Friday, December 21, 2018

Journalist Admits Writing False News Stories

Europe faces its largest journalistic scandal in years after Der Spiegel, the continent’s biggest-selling news magazine, said one of its star reporters fabricated facts in his articles for years, reports The Wall Street Journal.

Claas Relotius
The magazine’s disclosure, which came after a colleague raised concerns about a recent piece on supporters of President Trump in rural America, was made as Europe’s established media faces attacks by populist forces at home and abroad.

Claas Relotius, an award-winning journalist, resigned from the magazine last week after admitting to making up parts of his reporting in the past decade, Der Spiegel said late Wednesday.

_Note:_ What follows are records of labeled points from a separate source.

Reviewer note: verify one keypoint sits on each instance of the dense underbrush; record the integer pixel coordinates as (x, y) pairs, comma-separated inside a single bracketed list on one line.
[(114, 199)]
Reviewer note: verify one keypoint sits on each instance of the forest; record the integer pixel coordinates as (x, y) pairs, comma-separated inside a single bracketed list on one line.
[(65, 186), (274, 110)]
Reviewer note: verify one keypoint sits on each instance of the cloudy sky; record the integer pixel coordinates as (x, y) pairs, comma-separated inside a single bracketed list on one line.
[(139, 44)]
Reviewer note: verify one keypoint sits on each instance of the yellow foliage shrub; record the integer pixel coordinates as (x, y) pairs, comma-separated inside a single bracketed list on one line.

According to the magazine, Mr. Relotius, 33, invented characters, dialogue and events in his coverage of subjects ranging from a Guantanamo inmate who no longer wanted to leave the prison to civil war orphans in Syria.

In seven years writing for Der Spiegel, Mr. Relotius became one of Germany’s most highly regarded journalists, accumulating 10 coveted awards. In 2014, CNN named Relotius the Journalist of the Year and Print Journalist of the Year. The awards were for German-language journalism and decided by an independent jury. The last awards were given in 2015, CNN reported.

But in a separate video interview on the magazine’s website, a colleague said he raised an alarm in November about some facts in an article he and Mr. Relotius co-authored about a pro-Trump militia, which the article described as hunting down immigrants along Arizona’s border with Mexico.

On Wednesday, the magazine launched what it called a transparency campaign, pledging to investigate Mr. Relotius’ entire body of work and publicize the results. It said it had so far found made-up facts in 14 out of nearly 60 articles.